柔道着すがたの白黒グルーシャが、こちらに向かって飛び蹴りを浴びせている。

「ここまで勝ち残ったチャレンジャーさんには、わたくし自ら渡してるんです。

その……アオキからの提案で、心の準備をしてもらう為に。

もちろん、こちら側のチャンピオン――ネモさんやアオイちゃんにも配りました!」

モトトカゲから降りたAチリは、明朝体のタイトルを震える指でめくった。

『ジムリーダー最後の砦。

勝負の実力は、トップチャンピオン・オモダカに匹敵する逸材!

リハビリとして始めた各種の武道や習い事、

あわせて24段と3級の免許を持つ。

キャッチコピーは『絶対零度のウィンターヒート』

背丈ほどの岩を蹴り返してもビクともしない脚力。

怪我をした野生のクレベースをかついで雪山を登るスタミナ。

ビリリダマがひしめく地雷原で柔道の取り組みを行う胆力。

オモダカが繰り出したドドゲザンのドゲザンを真剣白刃取り。

武者修行と称して、10匹のサメハダーと水泳』

「ひっ……!?」

読みすすめるごとに、Aチリのハスキーボイスが何度も上ずった。

『巨大なミサイルにしがみついて軌道を変え、

爆発に巻きこまれながらも、成層圏から無傷で生還……』

「最後のミサイルは、最近打ちたてた伝説です!」

まるで家族を自慢するように誇らしげな声も耳に入らない。

「……アカン。あきませんわ。こんなん勝てるワケあらへん……」

傍らに立つオモダカに、油がきれたブリキ人形のごとく、ギギギ……と顔を向けるAチリ。

「大丈夫です!リップさんが頑張ったように、

ミス・ゲンガーも!どんなにピンチでも、えいやっ!ですよ!」

彼女の両手を握りしめるオモダカ。彼女は分かっているのだろうか。

Aチリが全身を震わせるのは、

寒さのせいでも無ければ、じめんの天敵・こおりに対する怯えのせいでもない事を。


「…………」

バトルコートで対峙する2人。

コンクリートの床をしたたかに冷やす零下のふぶき。

しかし、素肌に薄い柔道着1枚のグルーシャは、

Aチリの眼光に動じす、ガラスで斬られるような寒さにさえ微動だにせず、正座をしたまま目をつぶっている。

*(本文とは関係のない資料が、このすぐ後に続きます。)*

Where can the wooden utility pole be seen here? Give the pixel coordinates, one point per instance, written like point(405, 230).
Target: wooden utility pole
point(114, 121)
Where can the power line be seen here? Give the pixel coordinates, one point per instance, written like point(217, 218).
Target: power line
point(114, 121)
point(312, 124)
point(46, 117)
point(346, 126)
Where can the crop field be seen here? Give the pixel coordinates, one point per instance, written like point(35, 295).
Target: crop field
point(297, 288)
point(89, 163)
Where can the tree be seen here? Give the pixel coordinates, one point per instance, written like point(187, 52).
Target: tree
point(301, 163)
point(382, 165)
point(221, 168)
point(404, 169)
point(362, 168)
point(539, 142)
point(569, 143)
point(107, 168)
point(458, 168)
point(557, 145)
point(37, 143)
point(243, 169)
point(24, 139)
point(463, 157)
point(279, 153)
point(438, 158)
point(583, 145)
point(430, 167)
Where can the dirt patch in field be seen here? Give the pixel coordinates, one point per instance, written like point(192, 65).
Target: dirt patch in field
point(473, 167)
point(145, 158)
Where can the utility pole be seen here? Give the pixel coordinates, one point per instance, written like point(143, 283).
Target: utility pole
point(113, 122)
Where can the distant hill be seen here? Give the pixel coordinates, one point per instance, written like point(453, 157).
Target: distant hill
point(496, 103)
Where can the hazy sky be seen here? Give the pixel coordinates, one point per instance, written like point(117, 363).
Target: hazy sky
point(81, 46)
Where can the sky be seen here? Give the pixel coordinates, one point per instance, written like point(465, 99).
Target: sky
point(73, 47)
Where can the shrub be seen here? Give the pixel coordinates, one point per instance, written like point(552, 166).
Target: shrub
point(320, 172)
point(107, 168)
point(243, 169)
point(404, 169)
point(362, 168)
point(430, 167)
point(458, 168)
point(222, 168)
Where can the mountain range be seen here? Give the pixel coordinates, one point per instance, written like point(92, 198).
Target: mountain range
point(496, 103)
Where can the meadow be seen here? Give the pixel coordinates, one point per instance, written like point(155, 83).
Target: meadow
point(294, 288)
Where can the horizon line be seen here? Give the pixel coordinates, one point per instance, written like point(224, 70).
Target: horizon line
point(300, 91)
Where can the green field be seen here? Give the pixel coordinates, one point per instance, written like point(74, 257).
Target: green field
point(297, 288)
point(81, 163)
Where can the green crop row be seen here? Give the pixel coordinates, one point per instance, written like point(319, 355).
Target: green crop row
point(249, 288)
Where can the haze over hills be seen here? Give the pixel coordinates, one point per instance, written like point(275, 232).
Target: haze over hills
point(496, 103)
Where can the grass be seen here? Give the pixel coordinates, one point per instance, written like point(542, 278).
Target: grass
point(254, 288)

「ドッペル婦人。兄様の瞑想は、全力で行くという合図です……!」

柵の外から苦しげに告げるナンジャモ。

「……その通り。いついかなる時も……どんな相手であっても、全身全霊で迎え撃たなければならない」


瞑想したままのグルーシャの口が、一言一言を噛みしめるかのごとく、じっくりと語り始めた。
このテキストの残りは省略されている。